La tente posée, on commence par le duo anglais
Joe Giddeon & the Shark : un gars, une fille de Londres, lui à la basse et elle à la batterie. La voix, c'est lui aussi, pas de chant, mais une narration posée, assez envoûtante, qui rappelle un peu Bauhaus ou certains titres des Talking Heads, en plus minimaliste et un poil poseur. Assez intéressant quoiqu'un peu répétitif, on se dit que c'est un groupe à suivre.
On passe ensuite à la
Jim Jones Revue. Imaginez un quadra londonien qui se prend pour la réincarnation de Little Richard. Du look jusqu'au son honkytonk du piano, c'est là du pur rock'n'roll d'époque, avec voix rauque, rythme binaire et énergie brute. A force d'assumer le rétro, les gars de Jim Jones prennent un gros risque : on se surprend à se demander si l'on n'est pas à un concours de sosies ou dans un mariage branchouille. Et puis, plus personne dans le public ne sait danser le rock'n'roll comme dans le temps, et ça, c'est bien dommage. Heureusement, l'ensemble est suffisamment bien troussé pour que ça marche. Bientôt dans nos colonnes, une interview du groupe...
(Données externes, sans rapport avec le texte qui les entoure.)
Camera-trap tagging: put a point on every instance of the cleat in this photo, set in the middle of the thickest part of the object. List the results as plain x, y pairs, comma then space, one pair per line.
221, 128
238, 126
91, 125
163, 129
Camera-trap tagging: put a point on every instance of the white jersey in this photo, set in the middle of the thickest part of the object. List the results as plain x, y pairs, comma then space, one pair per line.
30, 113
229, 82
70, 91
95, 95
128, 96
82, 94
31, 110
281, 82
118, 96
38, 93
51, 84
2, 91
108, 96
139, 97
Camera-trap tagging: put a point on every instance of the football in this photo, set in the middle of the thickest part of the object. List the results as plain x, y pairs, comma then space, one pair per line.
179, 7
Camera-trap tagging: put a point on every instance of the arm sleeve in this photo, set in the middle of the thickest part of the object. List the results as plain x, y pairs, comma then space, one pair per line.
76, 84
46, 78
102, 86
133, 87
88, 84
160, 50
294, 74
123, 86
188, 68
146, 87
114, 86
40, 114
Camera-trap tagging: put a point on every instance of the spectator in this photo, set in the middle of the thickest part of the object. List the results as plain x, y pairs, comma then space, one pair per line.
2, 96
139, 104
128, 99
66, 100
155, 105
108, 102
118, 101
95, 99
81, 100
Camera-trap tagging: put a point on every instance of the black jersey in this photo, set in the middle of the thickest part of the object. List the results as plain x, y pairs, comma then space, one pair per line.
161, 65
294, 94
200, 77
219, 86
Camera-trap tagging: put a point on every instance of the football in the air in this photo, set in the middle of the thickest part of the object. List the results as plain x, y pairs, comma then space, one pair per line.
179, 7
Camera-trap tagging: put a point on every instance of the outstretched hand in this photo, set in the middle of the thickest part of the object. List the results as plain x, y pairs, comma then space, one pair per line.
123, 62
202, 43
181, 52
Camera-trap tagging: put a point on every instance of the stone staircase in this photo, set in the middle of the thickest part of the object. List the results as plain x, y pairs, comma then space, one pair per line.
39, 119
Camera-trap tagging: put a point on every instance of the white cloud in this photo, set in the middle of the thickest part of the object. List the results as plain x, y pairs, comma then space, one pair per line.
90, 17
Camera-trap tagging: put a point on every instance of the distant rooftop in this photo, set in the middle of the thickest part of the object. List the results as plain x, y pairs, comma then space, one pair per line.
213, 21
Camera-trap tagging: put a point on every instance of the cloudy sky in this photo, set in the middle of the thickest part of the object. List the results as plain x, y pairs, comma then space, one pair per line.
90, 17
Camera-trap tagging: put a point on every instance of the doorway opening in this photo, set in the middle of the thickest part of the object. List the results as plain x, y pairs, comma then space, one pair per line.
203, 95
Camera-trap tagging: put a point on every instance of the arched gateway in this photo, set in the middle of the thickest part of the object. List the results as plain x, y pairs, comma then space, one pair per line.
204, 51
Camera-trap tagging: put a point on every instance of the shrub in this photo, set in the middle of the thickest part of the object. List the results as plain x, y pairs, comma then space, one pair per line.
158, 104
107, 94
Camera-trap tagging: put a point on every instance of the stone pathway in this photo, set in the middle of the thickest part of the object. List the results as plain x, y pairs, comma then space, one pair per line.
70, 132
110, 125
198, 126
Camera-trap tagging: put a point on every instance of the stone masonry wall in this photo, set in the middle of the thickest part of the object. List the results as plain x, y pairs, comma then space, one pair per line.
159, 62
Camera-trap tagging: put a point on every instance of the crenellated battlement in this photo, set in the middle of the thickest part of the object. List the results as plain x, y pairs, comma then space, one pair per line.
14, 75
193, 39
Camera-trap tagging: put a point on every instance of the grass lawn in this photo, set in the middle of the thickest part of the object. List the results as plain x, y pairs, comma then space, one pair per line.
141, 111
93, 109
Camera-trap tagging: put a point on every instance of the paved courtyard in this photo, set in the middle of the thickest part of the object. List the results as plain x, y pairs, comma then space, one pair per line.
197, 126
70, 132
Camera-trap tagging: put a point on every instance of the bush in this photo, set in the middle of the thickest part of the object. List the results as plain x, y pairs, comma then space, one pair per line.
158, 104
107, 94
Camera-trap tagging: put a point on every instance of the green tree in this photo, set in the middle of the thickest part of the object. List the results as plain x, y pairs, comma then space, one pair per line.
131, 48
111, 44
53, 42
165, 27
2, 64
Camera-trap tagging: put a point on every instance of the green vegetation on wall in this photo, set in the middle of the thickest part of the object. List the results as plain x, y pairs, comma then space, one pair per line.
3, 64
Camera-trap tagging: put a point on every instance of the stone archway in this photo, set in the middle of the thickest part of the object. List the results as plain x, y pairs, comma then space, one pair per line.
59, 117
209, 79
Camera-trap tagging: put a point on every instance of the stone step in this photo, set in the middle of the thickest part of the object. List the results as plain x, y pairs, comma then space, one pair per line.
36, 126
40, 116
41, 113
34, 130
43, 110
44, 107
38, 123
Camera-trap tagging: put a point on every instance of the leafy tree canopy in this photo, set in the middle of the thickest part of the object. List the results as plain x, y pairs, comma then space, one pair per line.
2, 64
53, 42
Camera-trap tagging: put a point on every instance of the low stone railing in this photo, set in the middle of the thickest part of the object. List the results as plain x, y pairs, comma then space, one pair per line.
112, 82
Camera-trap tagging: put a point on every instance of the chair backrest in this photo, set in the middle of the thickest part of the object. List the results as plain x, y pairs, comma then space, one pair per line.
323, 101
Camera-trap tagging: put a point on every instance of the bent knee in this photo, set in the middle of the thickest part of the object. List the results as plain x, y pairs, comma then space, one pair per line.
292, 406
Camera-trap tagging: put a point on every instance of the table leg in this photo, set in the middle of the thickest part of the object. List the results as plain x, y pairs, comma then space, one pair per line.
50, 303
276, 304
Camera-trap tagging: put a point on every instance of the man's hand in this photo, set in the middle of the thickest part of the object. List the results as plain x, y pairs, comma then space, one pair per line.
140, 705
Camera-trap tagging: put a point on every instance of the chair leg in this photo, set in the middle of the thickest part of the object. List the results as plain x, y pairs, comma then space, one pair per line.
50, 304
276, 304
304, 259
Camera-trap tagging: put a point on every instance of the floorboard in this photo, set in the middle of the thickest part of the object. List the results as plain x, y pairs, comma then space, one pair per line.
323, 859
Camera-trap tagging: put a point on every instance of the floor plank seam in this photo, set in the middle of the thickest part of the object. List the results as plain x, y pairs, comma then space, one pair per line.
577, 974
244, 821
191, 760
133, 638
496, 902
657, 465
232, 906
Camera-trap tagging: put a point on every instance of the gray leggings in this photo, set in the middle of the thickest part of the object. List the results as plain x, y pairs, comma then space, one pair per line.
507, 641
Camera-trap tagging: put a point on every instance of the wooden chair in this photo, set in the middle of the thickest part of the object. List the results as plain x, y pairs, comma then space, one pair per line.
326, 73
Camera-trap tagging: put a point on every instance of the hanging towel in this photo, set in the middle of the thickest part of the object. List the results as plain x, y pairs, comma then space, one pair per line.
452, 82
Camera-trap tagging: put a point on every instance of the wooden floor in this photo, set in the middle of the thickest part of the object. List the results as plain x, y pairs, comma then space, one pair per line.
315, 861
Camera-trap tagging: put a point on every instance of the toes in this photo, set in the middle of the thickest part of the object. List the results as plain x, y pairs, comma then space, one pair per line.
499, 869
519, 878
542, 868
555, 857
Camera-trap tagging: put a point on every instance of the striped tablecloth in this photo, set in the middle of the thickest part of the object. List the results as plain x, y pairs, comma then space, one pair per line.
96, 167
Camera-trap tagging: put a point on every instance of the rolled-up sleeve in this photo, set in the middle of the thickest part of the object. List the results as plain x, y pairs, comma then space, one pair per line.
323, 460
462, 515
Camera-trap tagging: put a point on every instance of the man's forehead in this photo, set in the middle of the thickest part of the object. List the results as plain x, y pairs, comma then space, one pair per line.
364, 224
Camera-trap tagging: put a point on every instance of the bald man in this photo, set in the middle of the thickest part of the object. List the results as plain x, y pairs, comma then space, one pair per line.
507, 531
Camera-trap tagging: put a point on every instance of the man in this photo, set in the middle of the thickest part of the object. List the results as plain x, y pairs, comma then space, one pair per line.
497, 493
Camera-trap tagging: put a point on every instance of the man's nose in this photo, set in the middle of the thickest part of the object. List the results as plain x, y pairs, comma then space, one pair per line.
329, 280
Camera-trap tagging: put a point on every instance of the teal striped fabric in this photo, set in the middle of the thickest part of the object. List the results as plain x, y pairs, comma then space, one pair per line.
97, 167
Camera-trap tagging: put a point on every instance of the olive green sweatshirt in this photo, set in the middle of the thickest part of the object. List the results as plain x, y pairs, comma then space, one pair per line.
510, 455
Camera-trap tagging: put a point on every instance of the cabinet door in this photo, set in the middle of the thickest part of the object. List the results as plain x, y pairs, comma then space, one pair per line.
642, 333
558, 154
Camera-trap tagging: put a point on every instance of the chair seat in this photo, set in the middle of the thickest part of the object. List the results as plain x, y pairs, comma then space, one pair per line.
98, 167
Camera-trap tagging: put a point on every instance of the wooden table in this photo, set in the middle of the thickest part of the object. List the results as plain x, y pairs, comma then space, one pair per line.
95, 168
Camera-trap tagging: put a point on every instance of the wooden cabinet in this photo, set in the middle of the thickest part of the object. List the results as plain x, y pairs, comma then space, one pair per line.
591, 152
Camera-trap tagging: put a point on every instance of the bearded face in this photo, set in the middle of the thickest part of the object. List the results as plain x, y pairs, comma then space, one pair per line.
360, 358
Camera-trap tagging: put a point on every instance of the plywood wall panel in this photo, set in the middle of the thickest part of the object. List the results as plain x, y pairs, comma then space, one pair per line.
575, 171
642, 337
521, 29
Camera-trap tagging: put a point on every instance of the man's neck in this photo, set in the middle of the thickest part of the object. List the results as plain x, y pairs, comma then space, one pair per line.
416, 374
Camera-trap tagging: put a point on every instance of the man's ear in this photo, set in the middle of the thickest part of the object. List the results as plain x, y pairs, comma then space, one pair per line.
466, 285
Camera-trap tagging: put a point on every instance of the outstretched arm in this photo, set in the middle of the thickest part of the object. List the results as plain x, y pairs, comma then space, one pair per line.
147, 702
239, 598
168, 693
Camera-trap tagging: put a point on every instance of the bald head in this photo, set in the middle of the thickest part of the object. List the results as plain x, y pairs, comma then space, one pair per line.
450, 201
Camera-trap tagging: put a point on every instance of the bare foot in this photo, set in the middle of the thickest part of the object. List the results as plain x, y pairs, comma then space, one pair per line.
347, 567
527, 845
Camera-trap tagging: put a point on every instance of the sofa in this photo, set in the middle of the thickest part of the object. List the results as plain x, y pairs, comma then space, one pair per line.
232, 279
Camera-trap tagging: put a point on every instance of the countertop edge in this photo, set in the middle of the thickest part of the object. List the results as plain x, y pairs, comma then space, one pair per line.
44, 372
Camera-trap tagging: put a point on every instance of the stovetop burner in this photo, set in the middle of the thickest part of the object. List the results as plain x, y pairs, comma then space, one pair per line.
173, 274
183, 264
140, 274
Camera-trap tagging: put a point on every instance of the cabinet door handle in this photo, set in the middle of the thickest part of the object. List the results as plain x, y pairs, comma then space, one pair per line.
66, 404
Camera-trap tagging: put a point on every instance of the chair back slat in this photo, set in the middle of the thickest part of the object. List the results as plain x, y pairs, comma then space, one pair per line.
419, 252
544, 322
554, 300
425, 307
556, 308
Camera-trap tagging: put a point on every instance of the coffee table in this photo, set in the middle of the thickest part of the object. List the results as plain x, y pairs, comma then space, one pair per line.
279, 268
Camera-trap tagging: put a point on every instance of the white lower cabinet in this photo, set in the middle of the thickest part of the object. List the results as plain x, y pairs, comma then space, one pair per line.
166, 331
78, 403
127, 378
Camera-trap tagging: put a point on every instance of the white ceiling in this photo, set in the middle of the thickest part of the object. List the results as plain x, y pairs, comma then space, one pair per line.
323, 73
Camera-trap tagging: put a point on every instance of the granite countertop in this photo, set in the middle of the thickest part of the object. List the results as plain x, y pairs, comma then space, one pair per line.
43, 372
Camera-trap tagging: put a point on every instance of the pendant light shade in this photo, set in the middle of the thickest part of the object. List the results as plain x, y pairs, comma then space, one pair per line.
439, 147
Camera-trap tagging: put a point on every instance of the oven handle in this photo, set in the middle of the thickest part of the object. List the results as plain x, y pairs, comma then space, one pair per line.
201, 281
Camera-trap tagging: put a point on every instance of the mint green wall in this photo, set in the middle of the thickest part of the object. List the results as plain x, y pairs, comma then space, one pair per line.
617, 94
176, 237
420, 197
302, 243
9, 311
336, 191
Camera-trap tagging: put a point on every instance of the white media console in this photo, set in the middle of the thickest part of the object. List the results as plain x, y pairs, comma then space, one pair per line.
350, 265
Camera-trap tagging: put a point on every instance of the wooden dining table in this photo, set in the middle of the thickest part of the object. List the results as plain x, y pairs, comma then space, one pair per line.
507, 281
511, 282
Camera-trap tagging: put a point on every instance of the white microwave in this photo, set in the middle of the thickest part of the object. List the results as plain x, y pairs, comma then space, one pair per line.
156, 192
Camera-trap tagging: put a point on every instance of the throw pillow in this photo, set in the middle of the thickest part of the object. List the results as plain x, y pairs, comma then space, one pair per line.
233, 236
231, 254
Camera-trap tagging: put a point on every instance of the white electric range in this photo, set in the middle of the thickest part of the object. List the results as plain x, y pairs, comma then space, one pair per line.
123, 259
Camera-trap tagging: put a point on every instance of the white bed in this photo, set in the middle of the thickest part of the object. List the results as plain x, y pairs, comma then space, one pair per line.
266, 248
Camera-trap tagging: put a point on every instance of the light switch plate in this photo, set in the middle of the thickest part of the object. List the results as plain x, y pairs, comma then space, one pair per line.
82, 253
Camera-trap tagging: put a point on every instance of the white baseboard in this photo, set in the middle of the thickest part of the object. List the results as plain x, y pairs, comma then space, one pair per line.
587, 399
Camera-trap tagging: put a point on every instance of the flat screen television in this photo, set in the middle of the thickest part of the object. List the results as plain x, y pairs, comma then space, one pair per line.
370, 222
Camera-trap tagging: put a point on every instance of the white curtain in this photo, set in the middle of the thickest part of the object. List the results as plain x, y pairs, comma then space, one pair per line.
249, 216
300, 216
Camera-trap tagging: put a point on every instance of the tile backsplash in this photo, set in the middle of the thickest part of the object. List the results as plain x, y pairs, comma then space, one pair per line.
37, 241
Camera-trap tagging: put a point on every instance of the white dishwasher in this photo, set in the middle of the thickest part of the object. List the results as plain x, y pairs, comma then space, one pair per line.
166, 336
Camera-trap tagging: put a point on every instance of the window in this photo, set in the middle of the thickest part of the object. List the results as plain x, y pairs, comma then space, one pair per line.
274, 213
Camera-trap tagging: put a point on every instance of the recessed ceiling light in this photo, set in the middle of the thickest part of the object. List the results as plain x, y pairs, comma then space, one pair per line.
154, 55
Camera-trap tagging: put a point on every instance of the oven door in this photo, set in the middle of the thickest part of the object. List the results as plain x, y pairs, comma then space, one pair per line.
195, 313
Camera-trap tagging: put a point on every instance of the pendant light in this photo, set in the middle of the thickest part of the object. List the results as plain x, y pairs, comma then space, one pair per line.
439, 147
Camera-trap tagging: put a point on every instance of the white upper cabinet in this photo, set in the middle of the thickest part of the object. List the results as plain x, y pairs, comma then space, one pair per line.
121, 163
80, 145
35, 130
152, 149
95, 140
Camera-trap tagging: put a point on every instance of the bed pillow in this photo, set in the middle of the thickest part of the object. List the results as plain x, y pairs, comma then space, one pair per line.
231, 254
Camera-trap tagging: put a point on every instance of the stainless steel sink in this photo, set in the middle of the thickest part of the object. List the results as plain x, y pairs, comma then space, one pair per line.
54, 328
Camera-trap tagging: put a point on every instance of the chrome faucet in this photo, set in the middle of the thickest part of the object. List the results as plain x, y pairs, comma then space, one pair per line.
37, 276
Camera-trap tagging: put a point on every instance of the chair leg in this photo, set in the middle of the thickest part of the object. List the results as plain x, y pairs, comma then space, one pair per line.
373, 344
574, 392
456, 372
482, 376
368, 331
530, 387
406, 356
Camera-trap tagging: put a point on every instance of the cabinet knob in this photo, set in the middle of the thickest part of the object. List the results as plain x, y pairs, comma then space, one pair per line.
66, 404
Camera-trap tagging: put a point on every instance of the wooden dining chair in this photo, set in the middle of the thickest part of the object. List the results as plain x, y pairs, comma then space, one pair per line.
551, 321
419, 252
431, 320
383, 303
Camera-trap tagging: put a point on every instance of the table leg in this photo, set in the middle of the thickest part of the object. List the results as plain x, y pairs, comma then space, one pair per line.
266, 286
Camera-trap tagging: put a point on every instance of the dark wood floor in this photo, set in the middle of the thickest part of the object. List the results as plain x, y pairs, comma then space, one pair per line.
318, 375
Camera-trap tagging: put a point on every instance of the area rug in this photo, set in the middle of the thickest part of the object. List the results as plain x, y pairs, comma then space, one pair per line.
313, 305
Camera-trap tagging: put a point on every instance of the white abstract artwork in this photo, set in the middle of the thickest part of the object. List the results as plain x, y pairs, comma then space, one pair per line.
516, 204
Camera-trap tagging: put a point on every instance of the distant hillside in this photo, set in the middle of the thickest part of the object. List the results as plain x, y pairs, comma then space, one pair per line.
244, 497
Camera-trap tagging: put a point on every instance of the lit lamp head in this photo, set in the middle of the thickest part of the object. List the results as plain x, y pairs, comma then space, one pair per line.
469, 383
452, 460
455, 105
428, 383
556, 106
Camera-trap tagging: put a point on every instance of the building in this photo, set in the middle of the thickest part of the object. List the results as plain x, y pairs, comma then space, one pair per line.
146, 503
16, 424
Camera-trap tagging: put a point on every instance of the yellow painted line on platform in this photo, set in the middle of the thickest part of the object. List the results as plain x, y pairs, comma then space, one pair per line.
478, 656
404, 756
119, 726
Après un bref passage chez les métalleux d'
Amenra et une oreille distraite pour les potaches
Fatals Picards sur la grande scène, on subit une petite déception devant
Qemists, dont le hip-hop gentiment métissé pue un peu trop fort le politiquement correct.
Changement d'humeur et d'atmosphère avec
Isis, dont le métal shoegaze déploie sa force tranquille et renversante. Une voix superbe au calme souverain laisse souvent la place à des moments instrumentaux où le groupe entier semble en transe sur scène, emporté par la puissance douce-amère de leurs compositions.
Friendly Fires ayant dû annuler leur prestation, on passe directement à
Santigold, sur la grande scène. La diva, dans une étrange combinaison dorée, enchaîne les tubes, efficaces et dansants, et très attendus. Mais elle sait aussi tirer son épingle du jeu là où on l'attendait moins, à savoir une reprise de The Cure plutôt bien réussie. C'est là aussi que l'on apprend que pleuvoir se dit « dracher » en belge, et les rock critics n'étant plus des vrais durs comme dans le temps, on se contentera d'écouter l'excellent
Matthew Herbert depuis sous la tente.